Die Bewegung tut den Kindern gut. Kinderärzte empfehlen mindestens 30 Minuten Aktivität täglich. Der Schulweg kann dazu beitragen. Außerdem fördern gemeinsame Wege die sozialen Kontakte. Kinder lernen ihre Nachbarschaft kennen. Sie werden selbstständiger.

Umweltaspekte spielen ebenfalls eine Rolle. Jedes Auto, das wegfällt, reduziert Abgase. Die Luftqualität vor Schulen verbessert sich. Messungen in anderen Städten zeigten deutliche Effekte. In München sank die Stickoxidbelastung um 15 Prozent.

Die Umsetzung erfolgt schrittweise. In den Osterferien werden die ersten Markierungen aufgebracht. Die Elternhaltestellen werden beschildert. Nach den Ferien startet die Testphase. Sie läuft zunächst sechs Monate. Danach wertet das Bezirksamt die Erfahrungen aus.

Begleitend findet eine wissenschaftliche Evaluation statt. Die Technische Universität Hamburg-Harburg übernimmt diese Aufgabe. Forscher des Instituts für Verkehrsplanung und Logistik zählen Fahrzeuge. Sie befragen Eltern und Kinder. Auch Unfallzahlen werden erfasst.

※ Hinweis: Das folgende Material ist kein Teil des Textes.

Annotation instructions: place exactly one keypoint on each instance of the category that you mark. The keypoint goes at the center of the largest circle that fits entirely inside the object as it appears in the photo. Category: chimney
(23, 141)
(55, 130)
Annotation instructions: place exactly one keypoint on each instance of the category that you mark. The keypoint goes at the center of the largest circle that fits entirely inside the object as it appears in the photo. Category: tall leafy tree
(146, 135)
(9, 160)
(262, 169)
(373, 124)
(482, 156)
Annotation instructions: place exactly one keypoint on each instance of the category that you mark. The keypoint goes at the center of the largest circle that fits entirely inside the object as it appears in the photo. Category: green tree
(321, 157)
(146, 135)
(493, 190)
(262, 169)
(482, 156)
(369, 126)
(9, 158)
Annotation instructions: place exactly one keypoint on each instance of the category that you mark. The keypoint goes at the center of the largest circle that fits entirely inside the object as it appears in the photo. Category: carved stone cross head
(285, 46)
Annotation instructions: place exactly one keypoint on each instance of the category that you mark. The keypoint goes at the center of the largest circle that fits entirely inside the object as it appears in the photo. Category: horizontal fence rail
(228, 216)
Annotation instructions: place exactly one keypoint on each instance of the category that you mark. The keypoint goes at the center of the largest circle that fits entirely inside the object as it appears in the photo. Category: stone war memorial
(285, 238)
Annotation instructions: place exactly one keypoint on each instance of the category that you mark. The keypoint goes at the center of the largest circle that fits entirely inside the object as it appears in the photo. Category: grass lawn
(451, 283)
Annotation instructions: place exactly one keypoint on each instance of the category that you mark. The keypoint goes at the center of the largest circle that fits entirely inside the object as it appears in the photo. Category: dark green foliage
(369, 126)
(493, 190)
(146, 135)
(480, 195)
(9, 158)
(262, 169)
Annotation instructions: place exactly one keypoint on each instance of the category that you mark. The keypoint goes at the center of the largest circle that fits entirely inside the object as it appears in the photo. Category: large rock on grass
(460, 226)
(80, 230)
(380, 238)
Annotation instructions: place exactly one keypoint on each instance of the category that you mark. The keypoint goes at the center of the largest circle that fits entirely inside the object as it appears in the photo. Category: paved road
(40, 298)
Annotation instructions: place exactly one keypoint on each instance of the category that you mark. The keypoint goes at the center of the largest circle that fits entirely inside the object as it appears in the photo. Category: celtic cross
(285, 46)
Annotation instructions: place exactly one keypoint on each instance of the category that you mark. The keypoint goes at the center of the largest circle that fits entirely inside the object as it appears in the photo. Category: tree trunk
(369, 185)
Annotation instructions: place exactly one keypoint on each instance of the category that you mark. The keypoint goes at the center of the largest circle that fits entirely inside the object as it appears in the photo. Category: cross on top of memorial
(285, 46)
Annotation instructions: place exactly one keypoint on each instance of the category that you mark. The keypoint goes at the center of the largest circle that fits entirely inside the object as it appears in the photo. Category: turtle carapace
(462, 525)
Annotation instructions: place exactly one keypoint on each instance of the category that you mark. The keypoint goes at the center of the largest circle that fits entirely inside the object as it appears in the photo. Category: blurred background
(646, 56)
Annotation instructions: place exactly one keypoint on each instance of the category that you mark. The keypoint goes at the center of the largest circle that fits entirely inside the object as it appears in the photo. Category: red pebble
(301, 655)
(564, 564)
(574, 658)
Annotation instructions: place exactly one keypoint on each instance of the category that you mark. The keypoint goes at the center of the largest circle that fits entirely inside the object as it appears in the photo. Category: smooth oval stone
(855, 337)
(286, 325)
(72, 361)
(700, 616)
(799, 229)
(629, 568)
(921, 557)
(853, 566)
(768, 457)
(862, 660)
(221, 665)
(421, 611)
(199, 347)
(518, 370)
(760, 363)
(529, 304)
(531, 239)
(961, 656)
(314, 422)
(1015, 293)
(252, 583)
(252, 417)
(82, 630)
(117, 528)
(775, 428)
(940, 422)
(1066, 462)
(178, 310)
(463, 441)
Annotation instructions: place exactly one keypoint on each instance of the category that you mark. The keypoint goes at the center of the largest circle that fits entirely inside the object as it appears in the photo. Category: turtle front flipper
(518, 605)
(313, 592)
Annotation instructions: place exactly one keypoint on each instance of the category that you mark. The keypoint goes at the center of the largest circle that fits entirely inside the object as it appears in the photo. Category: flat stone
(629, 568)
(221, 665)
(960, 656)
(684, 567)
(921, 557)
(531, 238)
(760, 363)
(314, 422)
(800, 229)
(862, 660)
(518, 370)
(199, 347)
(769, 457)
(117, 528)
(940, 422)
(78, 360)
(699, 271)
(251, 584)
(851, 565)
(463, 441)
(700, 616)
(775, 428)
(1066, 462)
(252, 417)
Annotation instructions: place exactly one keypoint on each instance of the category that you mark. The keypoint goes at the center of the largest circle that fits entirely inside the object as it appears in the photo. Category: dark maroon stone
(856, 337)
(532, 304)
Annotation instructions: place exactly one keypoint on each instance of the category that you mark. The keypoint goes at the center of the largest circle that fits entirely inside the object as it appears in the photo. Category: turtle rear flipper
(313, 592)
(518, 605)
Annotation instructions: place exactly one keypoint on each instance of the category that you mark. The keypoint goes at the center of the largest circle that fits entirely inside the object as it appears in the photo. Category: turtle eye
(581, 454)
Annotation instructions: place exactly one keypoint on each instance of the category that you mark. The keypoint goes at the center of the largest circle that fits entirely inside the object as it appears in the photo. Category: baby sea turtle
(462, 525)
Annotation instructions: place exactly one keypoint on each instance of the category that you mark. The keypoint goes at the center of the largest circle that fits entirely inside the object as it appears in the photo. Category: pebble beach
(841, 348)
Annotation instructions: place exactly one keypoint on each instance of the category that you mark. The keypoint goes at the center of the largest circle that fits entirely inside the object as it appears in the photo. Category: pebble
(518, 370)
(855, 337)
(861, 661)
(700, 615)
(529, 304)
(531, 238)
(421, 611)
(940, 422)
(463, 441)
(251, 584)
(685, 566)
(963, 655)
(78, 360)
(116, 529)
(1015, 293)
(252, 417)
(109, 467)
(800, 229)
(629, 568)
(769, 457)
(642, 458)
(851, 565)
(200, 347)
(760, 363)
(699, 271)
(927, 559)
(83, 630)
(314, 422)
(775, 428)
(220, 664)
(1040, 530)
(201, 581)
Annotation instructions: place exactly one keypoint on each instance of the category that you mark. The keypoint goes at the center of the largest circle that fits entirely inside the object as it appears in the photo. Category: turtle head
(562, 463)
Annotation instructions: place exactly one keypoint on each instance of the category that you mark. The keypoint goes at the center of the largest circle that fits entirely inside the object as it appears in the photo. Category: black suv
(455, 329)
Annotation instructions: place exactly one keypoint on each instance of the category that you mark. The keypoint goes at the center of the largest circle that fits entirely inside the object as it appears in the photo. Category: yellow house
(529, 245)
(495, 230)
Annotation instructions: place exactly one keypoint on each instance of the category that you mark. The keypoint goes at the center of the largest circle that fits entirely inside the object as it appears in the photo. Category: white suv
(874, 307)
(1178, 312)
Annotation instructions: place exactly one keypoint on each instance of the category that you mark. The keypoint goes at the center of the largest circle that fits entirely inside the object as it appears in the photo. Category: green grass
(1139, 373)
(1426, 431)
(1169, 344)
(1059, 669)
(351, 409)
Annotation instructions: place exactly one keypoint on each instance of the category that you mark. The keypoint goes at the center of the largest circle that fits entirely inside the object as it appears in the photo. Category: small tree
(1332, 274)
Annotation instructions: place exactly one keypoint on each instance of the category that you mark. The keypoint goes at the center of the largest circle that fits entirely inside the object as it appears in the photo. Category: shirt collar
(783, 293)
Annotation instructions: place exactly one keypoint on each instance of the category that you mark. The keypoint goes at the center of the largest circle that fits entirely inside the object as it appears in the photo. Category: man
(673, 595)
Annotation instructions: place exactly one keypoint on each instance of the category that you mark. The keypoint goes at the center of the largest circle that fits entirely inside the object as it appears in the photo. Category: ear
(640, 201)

Professor Carsten Gertz leitet die Studie. „Wir wollen belastbare Daten sammeln», erklärt er. Nur so lasse sich beurteilen, ob das Konzept funktioniert. Die Ergebnisse sollen im Herbst vorliegen. Sie könnten wegweisend für ganz Hamburg sein.

Denn andere Bezirke beobachten Eimsbüttel genau. Wandsbek erwägt ein ähnliches Projekt. Auch Altona zeigt Interesse. Die Schulbehörde unterstützt solche Initiativen. Ties Rabe, Hamburgs Schulsenator, bezeichnete Verkehrssicherheit als Priorität. „Jeder Unfall ist einer zu viel», sagte er kürzlich.

Die Verkehrswende beginnt oft im Kleinen. Bunte Kreise mögen simpel erscheinen. Doch sie können Großes bewirken. Sie ändern Routinen und Gewohnheiten. Sie machen Gefahren sichtbar. Sie schützen die Schwächsten im Verkehr.

Eimsbüttel hat eine lange Tradition progressiver Verkehrspolitik. Der Bezirk richtete Hamburgs erste Fahrradstraße ein. Er experimentierte mit temporären Spielstraßen. Nun kommen die Schulweg-Kreise hinzu. Ein weiterer Schritt zu kinderfreundlicheren Straßen.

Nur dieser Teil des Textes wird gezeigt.